Свои первые большие деньги – 100 тысяч – я заработала в 1989-м в Японии. И никакого отношения к России не имела
– Он сказал мне тогда: "Ноги моей там не будет, пока они не вернут все, что украли у Грузии". И он слово сдержал. Он потерял деньги. Он мог всю жизнь ездить по России и горя не знать. Потерял кучу денег, потерял достаток, комфорт, но он был счастливым человеком до конца своих дней. Чего не скажешь о подавляющем большинстве артистов. Кстати, и грузинских артистов тоже. Мы дружили с Вахтангом Константиновичем. Помню, мы ночью в Батуми сидим, 80 лет ему. И я говорю: "Ну как так? Они же поют там. Вы – нет, а они – да". Он говорит: "Не трогай их. Артисты".

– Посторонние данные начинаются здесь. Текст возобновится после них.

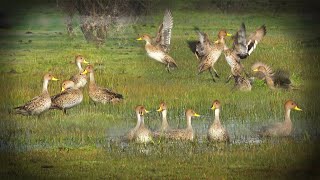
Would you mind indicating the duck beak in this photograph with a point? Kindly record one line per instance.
(54, 79)
(297, 109)
(196, 115)
(84, 72)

– Знаешь, мне кажется, правда артисты. Как-то я думала: "А где я была восемь лет?" Все говорят: "Где вы были восемь лет?" Где я была восемь лет? Но потом я стала листать свой Instagram, смотрю: я уже с 2015 года стала концерты давать в основном в Украине.
– Да.
– Сама не понимая. В Крым я знала, что не поеду. Ну и ладно, поставила точку. Дальше меня приглашают в Украину один раз, другой, третий... И я уже все время в Украине. Это все происходит подсознательно. Как здорово сказал один мой друг... Я ему говорю: "Представляешь? Я, наверное, не интересовалась политикой". И это, наверное, благодаря Советскому Союзу. Потому что мы же не верили, что говорили по телевизору. Смеялись просто. Я помню, Брежнев умер, а у нас репетиция. И к нам забежали – и говорят: "Вы что! Брежнев умер, а вы репетируете". А мы – ха-ха-ха! Мы не верили всему, не уважали.
– Jūras pērle?
– Да, Jūras pērle. Не уважали все это. Была грузинская война, была чеченская. Каждый раз был ужас для меня, бессонные ночи... Да, они были. А дальше что? Почему я не реагировала? А он говорит: "Знаешь, как в Греции называли людей, которые не интересуются политикой? Идиотами". И оттуда, из Греции, пошло это слово. Правда я была идиоткой. И сейчас, мне кажется, у очень многих людей открылось то, о чем мы никогда раньше не думали. Ты начинаешь думать шире, начинаешь думать глубже, начинаешь соображать, что происходит, почему так происходит. Мы же раньше об этом не думали. Ногти накрасили, костюмчик надели... А первые, наверное, полгода, да и до сих пор наряжаться неохота. Даже на концерт выходить нарядной не можешь. Я не понимаю, что это. Что-то внутри. Даже ногти красить не хотелось долгое время. Просто заставляешь себя, заставляешь. Не имеешь права сдаваться. Вот, кстати, Дима, что с русским языком? Твое ощущение.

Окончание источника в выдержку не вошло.